Merayakan Hari Pangan Sedunia yang jatuh pada hari ini (16/10), mungkin bisa menjadi momen tepat kamu mengubah pola makan sehat dan lebih berkelanjutan. Tak perlu khawatir, kamu bisa mengikuti panduan berikut ini. Sebagaimana dilansir dari Kumparan.com, Sejumlah institusi, termasuk Food and Agriculture (FAO) dan Kementerian Kesehatan, memang menerbitkan panduan makan sehat yang sifatnya general.
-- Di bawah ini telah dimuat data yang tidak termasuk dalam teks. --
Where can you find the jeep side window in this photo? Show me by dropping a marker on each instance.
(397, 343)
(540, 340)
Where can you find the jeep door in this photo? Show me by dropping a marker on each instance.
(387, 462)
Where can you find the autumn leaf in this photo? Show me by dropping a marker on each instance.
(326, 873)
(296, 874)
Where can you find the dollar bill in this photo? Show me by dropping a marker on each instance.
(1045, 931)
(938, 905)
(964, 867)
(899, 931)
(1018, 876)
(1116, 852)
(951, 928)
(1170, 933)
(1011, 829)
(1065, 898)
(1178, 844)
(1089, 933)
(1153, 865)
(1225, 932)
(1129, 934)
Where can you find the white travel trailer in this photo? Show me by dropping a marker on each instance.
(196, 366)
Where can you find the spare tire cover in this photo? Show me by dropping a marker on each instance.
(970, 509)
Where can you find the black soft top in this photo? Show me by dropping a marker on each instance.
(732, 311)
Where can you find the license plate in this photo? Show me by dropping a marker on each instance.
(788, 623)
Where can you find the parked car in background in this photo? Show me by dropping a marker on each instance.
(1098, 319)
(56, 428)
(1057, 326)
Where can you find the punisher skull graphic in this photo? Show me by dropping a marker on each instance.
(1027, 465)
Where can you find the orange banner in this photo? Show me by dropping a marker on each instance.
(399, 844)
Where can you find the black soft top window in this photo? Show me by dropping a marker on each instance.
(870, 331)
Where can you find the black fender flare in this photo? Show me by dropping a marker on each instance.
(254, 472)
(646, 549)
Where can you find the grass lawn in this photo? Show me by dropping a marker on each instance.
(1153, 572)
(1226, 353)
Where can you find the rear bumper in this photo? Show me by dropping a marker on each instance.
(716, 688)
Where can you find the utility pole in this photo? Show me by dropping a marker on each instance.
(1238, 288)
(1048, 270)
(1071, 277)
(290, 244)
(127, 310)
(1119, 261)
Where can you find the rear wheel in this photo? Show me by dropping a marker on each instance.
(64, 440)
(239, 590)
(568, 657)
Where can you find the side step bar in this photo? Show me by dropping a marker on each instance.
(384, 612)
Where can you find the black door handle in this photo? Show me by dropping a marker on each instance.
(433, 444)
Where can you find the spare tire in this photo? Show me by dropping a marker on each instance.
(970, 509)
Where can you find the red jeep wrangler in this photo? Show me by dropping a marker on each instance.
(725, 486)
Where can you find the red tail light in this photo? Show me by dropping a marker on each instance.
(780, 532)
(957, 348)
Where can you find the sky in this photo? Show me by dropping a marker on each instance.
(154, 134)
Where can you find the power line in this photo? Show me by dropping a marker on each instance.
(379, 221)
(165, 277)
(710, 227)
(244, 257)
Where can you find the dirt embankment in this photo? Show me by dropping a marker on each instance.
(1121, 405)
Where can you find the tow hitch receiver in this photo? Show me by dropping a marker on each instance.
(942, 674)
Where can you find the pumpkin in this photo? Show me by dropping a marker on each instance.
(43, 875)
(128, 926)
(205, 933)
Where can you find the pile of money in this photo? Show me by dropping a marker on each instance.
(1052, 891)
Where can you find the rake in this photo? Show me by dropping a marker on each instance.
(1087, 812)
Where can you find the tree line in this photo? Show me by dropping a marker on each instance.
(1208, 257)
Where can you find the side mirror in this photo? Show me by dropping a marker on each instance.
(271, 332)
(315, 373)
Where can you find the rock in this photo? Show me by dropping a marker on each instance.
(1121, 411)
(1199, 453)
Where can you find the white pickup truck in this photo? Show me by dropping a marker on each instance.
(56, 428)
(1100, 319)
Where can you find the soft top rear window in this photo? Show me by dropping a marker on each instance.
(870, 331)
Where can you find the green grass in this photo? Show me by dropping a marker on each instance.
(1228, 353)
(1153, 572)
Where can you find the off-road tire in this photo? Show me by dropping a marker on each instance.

Namun, tak hanya itu, mungkin kamu juga bisa mengkombinasikan panduan makan sehat ala Eathink yang dinamai “SELARAS”, yakni Seimbang, Lokal, Alami, Beragam, dan Sadar.
Perusahaan platform dari foodsustainesia untuk generasi milenial ini mencoba melengkapi panduan makan yang cocok untuk masyarakat lokal.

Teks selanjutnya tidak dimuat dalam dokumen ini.